Most perp exchanges have a collateral problem.
Not a technical one — accepting multiple assets as collateral is solvable engineering. The problem is that every asset accepted as collateral introduces valuation risk the protocol has to manage. So the practical choice has been to accept stablecoins, solve the valuation problem trivially, and tell traders to convert everything else before they trade.
AnyCollateral is a different approach. The more interesting part isn't the feature itself — it's what the feature implies about how capital can work.
What AnyCollateral Does
The mechanics are covered in the Getting Started guide and the launch announcement. The short version:
LeverUp accepts MON, LVMON, and LVUSD as collateral alongside USDC. Each non-stablecoin asset carries a Collateral Ratio (CR) — a discount applied to account for price volatility. $100 of MON at 70% CR provides $70 of available margin.
Traders hold leveraged positions without converting to USDC first. The collateral stays in its original form; the protocol manages the valuation risk.
The Capital Efficiency Argument
Here's what's actually different.
In a USDC-only system, a trader with MON has to:
- Sell MON for USDC
- Use USDC as collateral to open a position
- Buy back MON after closing
At each step: swap fees, potential slippage, a taxable event in many jurisdictions, and a period where MON exposure is interrupted.
With AnyCollateral:
- MON or LVMON is locked as supported collateral
- The position opens while the trader retains economic exposure to the collateral
- Settlement follows applicable protocol rules when the position closes
This removes the need to convert into USDC before trading. Eligible LVMON can be staked for variable rewards, or used as supported collateral for trading.
This is the capital efficiency argument: assets stay in their most productive configuration, and the protocol absorbs the complexity of managing their valuation.

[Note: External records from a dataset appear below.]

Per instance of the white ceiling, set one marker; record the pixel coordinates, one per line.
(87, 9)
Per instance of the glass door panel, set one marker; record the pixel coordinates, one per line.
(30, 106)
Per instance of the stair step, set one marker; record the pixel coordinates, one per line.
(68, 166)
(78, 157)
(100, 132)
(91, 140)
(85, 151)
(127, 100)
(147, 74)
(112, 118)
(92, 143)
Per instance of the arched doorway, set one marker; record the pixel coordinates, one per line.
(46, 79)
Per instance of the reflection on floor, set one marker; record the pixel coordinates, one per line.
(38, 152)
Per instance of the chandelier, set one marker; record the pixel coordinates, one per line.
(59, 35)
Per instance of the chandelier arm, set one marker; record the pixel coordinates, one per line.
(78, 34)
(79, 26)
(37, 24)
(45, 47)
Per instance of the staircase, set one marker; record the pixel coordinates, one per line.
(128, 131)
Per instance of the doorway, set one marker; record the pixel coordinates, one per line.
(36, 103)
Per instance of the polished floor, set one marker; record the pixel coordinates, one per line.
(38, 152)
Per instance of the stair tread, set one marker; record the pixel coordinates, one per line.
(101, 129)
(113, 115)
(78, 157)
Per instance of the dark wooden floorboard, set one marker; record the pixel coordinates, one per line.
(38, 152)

It's not a convenience feature — it's a different theory of how capital should work.
What This Means for the Monad Ecosystem
The more important question isn't what AnyCollateral does for individual traders. It's what it does at the ecosystem level.
Every supported Monad ecosystem token added to AnyCollateral becomes usable as margin while the trader retains economic exposure to the collateral asset, subject to its own mechanics and the protocol's collateral rules.

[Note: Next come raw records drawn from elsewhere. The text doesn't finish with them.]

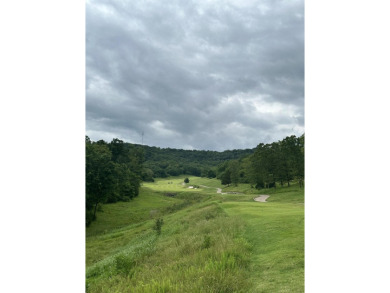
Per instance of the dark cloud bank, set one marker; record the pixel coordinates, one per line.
(195, 74)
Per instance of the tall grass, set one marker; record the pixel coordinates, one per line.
(208, 242)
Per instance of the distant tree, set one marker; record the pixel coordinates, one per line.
(99, 175)
(234, 172)
(211, 174)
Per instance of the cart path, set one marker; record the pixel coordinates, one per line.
(261, 198)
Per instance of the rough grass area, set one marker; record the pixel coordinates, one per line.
(208, 243)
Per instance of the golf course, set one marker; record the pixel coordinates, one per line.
(199, 236)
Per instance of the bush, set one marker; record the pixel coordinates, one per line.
(124, 264)
(89, 217)
(158, 225)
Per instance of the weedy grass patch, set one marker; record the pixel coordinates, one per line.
(208, 242)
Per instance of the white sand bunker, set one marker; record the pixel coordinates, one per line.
(261, 198)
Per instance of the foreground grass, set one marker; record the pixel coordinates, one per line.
(209, 242)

For Monad projects building token economies, this matters. A token usable as trading margin on LeverUp has a utility layer beyond speculation. And for LeverUp, each new token integration extends the collateral layer's reach into the ecosystem.

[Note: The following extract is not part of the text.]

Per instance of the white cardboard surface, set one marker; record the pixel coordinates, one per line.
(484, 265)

As the Monad ecosystem develops RWA assets — tokenized T-bills, tokenized commodities — holders may want to use supported assets as collateral without first selling them. AnyCollateral provides a framework for eligible assets to be reviewed and configured as margin under the protocol's collateral rules.
The pattern: assets stay productive, the protocol handles the complexity, and capital circulates rather than sitting idle as USDC waiting for the next trade.
The Risk Layer
It's worth being direct about what AnyCollateral introduces.
Non-stablecoin collateral means a second source of price risk. Using MON as collateral for a BTC long means:
- BTC price moves affect position PnL
- MON price moves affect collateral value
- Both shift the liquidation threshold independently
This isn't a reason to avoid AnyCollateral. It's a reason to understand what you're doing before using it. USDC collateral isolates risk to the traded market. MON collateral adds a correlated risk layer that requires active monitoring.
The protocol manages this through Collateral Ratios — conservative enough to create a buffer between collateral value and margin requirement, but not so conservative that they eliminate the efficiency gain. CR values can change as the protocol adjusts to market conditions. Check the interface at trade time, not just the documentation.
For how CR affects available margin and how to monitor it, see How to Use AnyCollateral.
The Direction
AnyCollateral launched with four assets. The program is designed to grow — Monad ecosystem projects can apply at ac.leverup.xyz, and new assets are reviewed based on on-chain liquidity and community traction.
The direction is toward a collateral layer that covers the meaningful breadth of the Monad ecosystem. Not every asset belongs as collateral — liquidity, price stability, and on-chain history are real constraints. But the assets that meet those criteria currently sit idle in wallets when they could be working.
That's the inefficiency AnyCollateral is built to close. And as more assets meet the bar, the collateral layer's reach expands — one integration at a time.